Su principal objetivo era darse a conocer, propósito que alcanzó tras ganar las primarias. En la recta final se ha centrado más en una campaña puerta a puerta para dar a conocer su programa político. Cuomo es sobradamente conocido en Nueva York, fue su gobernador y fiscal general.
Isra Ali, profesora de Medios, Cultura y Comunicación de la Universidad de Nueva York, analiza en Efe el escenario: «La campaña de Cuomo, de 67 años, tuvo un comienzo muy lento» ya que asumió que ganaría las primarias sin problemas y luego ganaría al candidato republicano, Curtis Sliwa, en las generales.
«No creo –añade– que tuvieran una estrategia muy definida, y la de última hora ha sido bastante negativa, en contraste con la de Mamdani», anota la experta.
Ali dice que, pese a que Mamdani es el más joven, el treintañero ha apostado por una estética que evoca la nostalgia al usar en el diseño de los textos de su campaña «ciertos tipos de tipografía y colores que evocan referencias a Bollywood, pero también una estética de los años 70 que conecta con el público de las redes sociales que adora la nostalgia y todo lo que evoca el pasado».
La experta también anota que en las redes de Mamdani se ve «un reflejo» de la campaña en terreno organizada por sus 90.000 voluntarios que se dedican a ir puerta a puerta. «Porque siempre se le ve en la calle, hablando con la gente, interactuando con ella, conversando, teniendo conversaciones relajadas», apunta Ali.
Puerta a puerta
Cheryl Payer, de 85 años, lleva viviendo en Greenwich Village desde 1978 y este año fue la primera vez que un grupo de voluntarios de un candidato electoral subieron a pie los cuatro pisos para hablarle sobre las propuestas políticas de un candidato, en este caso, de Mamdani.
Lo que más le sorprendió, declara a Efe, fue que, tras abrir la puerta y hablar con ellos durante unos minutos, le preguntaron si le gustaría hacer campaña junto a ellos, oferta que declinó al explicar que no tenía ganas de «subir escaleras todo el día».
Geo Peck, una joven canadiense que vive en Nueva York, tiene dos amigos de 25 y 30 años que sí que se animaron a ir puerta a puerta para presentar la campaña de Mamdani.

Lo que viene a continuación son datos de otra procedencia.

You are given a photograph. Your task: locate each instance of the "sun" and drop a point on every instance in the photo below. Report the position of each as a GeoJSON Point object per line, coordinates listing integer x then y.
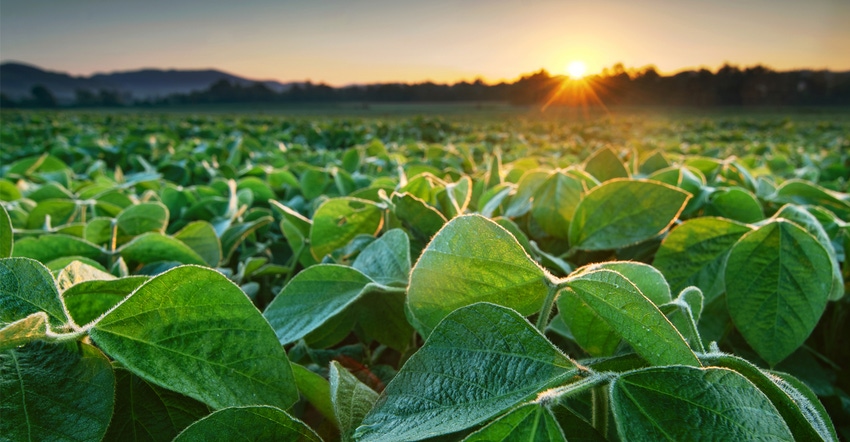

«Es la primera vez que lo hacen y me contaron que consiguieron que todo su grupo de amigos lo hiciera con ellos», anota Peck, quien señala que lo están haciendo porque parece que Mamdani «de verdad podría cambiar algo y la gente tiene ciertas esperanzas puestas en él».
El cambio de Cuomo
Durante la crisis de la pandemia, los neoyorquinos tenían la esperanza puesta en Cuomo: sus conferencias diarias contaban con miles de seguidores y la gente inundaba las redes sociales con contenido favorable sobre el entonces gobernador.
«(En ese periodo, Cuomo) hablaba con la gente de forma muy directa. Es notable lo diferente que es ahora, y creo que se nota en su presencia en redes sociales que ya no tiene esa capacidad de conectar y creo que está genuinamente confundido, porque antes sí podía, pero todo cambió desde las acusaciones de acoso sexual en su contra», anota Ali.
Para la experta también es interesante ver cómo la campaña de Cuomo ha usado la IA, una tecnología que en el marketing se ve «como un signo de pereza».
El exgobernador ha compartido en redes diversos vídeos usando esta tecnología, entre ellos un clip generado por IA en el que aparece haciendo todo tipo de trabajos, como conducir un metro o limpiar un rascacielos.
Campaña destructiva
No obstante, el más polémico fue el vídeo en el que, gracias a la IA, retrata como criminales a los seguidores de Mamdani al mostrar a un hombre negro con una keffiyeh (pañuelo palestino) robando en una tienda, a un hombre blanco abusando de una mujer, a un proxeneta mulato y a una anciana blanca bebiendo y conduciendo, entre otros personajes.
Dicho vídeo fue eliminado a los 20 minutos de colgarse y, según anotó la campaña de Cuomo, el contenido «se publicó por error».